Greetings, leeches!
Is your household pulling its own weight, federally speaking? The 2004 tax season is just about upon us, so it's a convenient time to find out. For Federal figures, I'm going to rely on Treasury projections for the full fiscal year, found here. What we'll do is look at overall receipts from income tax and payroll taxes, divide by the U.S. population, and compare the per-capita receipts to your per-capita household payments. Are you pulling your own weight, or are you a tax slacker?
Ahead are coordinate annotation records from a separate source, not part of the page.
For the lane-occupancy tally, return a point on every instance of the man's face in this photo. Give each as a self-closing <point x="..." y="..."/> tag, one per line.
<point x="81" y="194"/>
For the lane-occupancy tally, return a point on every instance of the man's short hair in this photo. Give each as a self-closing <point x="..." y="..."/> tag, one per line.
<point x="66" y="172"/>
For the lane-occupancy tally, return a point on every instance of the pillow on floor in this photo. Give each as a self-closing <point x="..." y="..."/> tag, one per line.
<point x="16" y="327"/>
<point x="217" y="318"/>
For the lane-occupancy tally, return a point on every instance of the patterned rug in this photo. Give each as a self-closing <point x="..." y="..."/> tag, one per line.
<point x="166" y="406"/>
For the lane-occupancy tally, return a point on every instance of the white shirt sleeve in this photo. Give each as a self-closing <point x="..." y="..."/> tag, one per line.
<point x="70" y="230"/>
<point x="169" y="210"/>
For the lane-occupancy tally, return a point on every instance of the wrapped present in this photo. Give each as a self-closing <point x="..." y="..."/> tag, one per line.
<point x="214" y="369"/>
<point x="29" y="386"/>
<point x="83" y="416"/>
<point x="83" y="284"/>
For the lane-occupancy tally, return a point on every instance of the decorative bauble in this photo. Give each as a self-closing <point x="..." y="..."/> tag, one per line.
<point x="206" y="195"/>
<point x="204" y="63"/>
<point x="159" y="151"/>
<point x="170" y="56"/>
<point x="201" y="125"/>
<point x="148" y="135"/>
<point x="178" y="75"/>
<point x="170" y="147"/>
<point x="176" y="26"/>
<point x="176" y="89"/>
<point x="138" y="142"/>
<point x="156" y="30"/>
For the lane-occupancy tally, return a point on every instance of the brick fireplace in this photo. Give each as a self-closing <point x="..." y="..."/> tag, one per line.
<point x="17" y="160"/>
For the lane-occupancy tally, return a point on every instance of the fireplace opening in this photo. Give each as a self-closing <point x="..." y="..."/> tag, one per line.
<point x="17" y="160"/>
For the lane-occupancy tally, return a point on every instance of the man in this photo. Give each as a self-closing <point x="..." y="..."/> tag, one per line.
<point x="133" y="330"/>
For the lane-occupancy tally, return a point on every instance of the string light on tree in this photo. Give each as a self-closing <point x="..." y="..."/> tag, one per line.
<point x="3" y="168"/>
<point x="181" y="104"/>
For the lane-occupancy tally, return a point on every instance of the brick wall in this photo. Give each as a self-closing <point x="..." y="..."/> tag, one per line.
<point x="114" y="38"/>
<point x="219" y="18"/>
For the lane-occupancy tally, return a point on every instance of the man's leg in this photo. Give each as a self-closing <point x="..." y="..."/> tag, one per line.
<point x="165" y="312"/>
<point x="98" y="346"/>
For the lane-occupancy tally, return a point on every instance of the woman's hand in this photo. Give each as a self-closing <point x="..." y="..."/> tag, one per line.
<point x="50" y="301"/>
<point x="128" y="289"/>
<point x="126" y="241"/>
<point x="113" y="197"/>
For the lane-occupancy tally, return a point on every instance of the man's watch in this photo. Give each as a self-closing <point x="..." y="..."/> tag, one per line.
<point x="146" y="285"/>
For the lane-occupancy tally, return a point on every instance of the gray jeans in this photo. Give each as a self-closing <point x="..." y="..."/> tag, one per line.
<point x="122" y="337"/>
On the government side of the ledger, we're looking at $913.1 billion in individual income taxes. Add $577.7 billion in "employment and general retirement (off-budget)." I take this to mean the Social Security portion of payroll taxes, which are neither considered "income" taxes nor considered a federal budget item. Then there's "employment and general retirement (on-budget)," which must be Medicare tax receipts, at $169.0 billion. The ratios look correct: the Medicare rate is 1.45% and Social Security is 6.2%, but the Soc contributions are capped while Medicare's are not. This is the bulk of what individuals pay into the system. We're not going to delve into the smaller line items, like estate taxes, since (1) they're small, and (2) as you're reading this, you're probably alive. So total projected federal receipts from individuals: $1.6598 trillion. Divide this by 294 million people in the United States.
I get $5646 per capita. I'd peek at your answer, but you're really, really far away at the moment, and the teacher is watching.
Consult your pay stubs for 2004. Add up your Social Security and Medicare contributions, then double that figure. Since we included all Soc and Med receipts as part of individual taxes above, we must consider the "employer portion" to be your tax on this side of the ledger as well. Add your federal income tax paid. If there's more than one of you at home, repeat for each person and take the sum. Divide by the number of individuals. Is the final figure above 5646? Yes? Then right now you are a net contributor to the work of the federal government. Congratulations, I guess. If not, then I will gently point out that the government is getting its work done in spite of you, using someone else's earnings. (Please do better next year!)
It's a considerable amount of money you have to earn to just break even with federal average collections. My spreadsheet here says that if you're a married couple with two kids in Wisconsin with a $120k mortgage on a $180k house and contributing 10% toward your retirement, your household gross has to exceed $106k for your four-person family to be pulling its weight. By comparison, the dual-income no-kids couple (somewhat smaller house, no freeloading offspring) is in the black after $54k.
Another eye-opener is how much the typical taxpayer is paying in his payroll taxes. And again, when I talk about payroll taxes, I include the "employer portion" as part of what you are paying. The fact that half the tax never appears on your pay stub is immaterial. It's still all money that you earn from your employer and goes into the U.S. Treasury. The above breakeven two-earner couple with two kids pays only $8,160 in federal income tax because of four exemptions, $16k in itemized deductions and the child tax credits. But their payroll tax contributions are a whopping $14,600.
Conservative radio talk show hosts make lots of hay in talking about how the top ten percent of earners pay such-and-such a percent of income taxes, and those statistics are true as far as they go. But it rather overstates the case by focusing solely on income tax, and ignoring the enormous flow of payroll tax money that the low-income earner is contributing to. Even so, when a household of four has to gross $106k to be average taxpayers, it does again demonstrate the extent to which the high earners carry the rest of the populace.
And that, I suppose, is the flip-side to "tax cuts for the rich" rhetoric: "Tax cuts for the leech," instead?